General Concepts
Clinical Manifestations
Staphylococci can cause many forms of infection. (1) S aureus causes superficial skin lesions (boils, styes) and localized abscesses in other sites. (2) S aureus causes deep-seated infections, such as osteomyelitis and endocarditis and more serious skin infections (furunculosis). (3) S aureus is a major cause of hospital acquired (nosocomial) infection of surgical wounds and, with S epidermidis, causes infections associated with indwelling medical devices. (4) S aureus causes food poisoning by releasing enterotoxins into food. (5) S aureus causes toxic shock syndrome by release of superantigens into the blood stream. (6) S saprophiticus causes urinary tract infections, especially in girls. (7) Other species of staphylococci (S lugdunensis, S haemolyticus, S warneri, S schleiferi, S intermedius) are infrequent pathogens.
Structure
Staphylococci are Gram-positive cocci 1μm in diameter. They form clumps.
Classification
S aureus and S intermedius are coagulase positive. All other staphylococci are coagulase negative. They are salt tolerant and often hemolytic. Identification requires biotype analysis.
Natural Habitat
S aureus colonizes the nasal passage and axillae. S epidermidis is a common human skin commensal. Other species of staphylococci are infrequent human commensals. Some are commensals of other animals.
Pathogenesis
S aureus expresses many potential virulence factors. (1) Surface proteins that promote colonization of host tissues. (2) Factors that probably inhibit phagocytosis (capsule, immunoglobulin binding protein A). (3) Toxins that damage host tissues and cause disease symptoms.
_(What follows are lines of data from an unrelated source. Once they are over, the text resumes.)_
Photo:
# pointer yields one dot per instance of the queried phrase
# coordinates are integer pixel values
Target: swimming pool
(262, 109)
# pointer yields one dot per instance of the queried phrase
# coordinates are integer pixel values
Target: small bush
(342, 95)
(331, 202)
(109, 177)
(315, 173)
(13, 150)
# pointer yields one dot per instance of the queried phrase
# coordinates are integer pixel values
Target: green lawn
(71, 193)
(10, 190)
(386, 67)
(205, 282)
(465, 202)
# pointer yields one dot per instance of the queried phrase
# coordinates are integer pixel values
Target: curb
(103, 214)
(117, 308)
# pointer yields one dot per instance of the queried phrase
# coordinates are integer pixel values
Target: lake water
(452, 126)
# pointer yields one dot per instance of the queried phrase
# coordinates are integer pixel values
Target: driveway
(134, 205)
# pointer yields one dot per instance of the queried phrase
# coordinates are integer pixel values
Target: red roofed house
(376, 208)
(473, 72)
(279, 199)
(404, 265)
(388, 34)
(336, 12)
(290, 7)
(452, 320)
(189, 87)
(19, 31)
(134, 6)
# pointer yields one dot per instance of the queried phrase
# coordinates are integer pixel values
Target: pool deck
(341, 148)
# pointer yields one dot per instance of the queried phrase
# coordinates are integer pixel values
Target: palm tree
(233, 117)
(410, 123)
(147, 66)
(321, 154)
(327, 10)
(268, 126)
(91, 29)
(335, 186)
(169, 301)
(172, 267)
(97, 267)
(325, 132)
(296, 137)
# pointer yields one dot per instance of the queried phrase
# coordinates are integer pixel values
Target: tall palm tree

Coagulase-negative staphylococci are normally less virulent and express fewer virulence factors. S epidermidis readily colonizes implanted devices.
Host Defenses
Phagocytosis is the major mechanism for combatting staphylococcal infection. Antibodies are produced which neutralize toxins and promote opsonization. The capsule and protein A may interfere with phagocytosis. Biofilm growth on implants is impervious to phagocytosis.
Treatment
Infections acquired outside hospitals can usually be treated with penicillinase-resistant β-lactams. Hospital acquired infection is often caused by antibiotic resistant strains and can only be treated with vancomycin.
Antibiotic Resistance
Multiple antibiotic resistance is increasingly common in S aureus and S epidermidis. Methicillin resistance is indicative of multiple resistance. Methicillin-resistant S aureus (MRSA) causes outbreaks in hospitals and can be epidemic.
Epidemiology
Epidemiological tracing of S aureus is traditionally performed by phage typing, but has limitations. Molecular typing methods are being tested experimentally.
Diagnosis
Diagnosis is based on performing tests with colonies. Tests for clumping factor, coagulase, hemolysins and thermostable deoxyribonuclease are routinely used to identify S aureus. Commercial latex agglutination tests are available. Identification of S epidermidis is confirmed by commercial biotyping kits.
Control
Patients and staff carrying epidemic strains, particularly MRSA, should be isolated. Patients may be given disinfectant baths or treated with a topical antibiotic to eradicate carriage of MRSA. Infection control programs are used in most hospitals.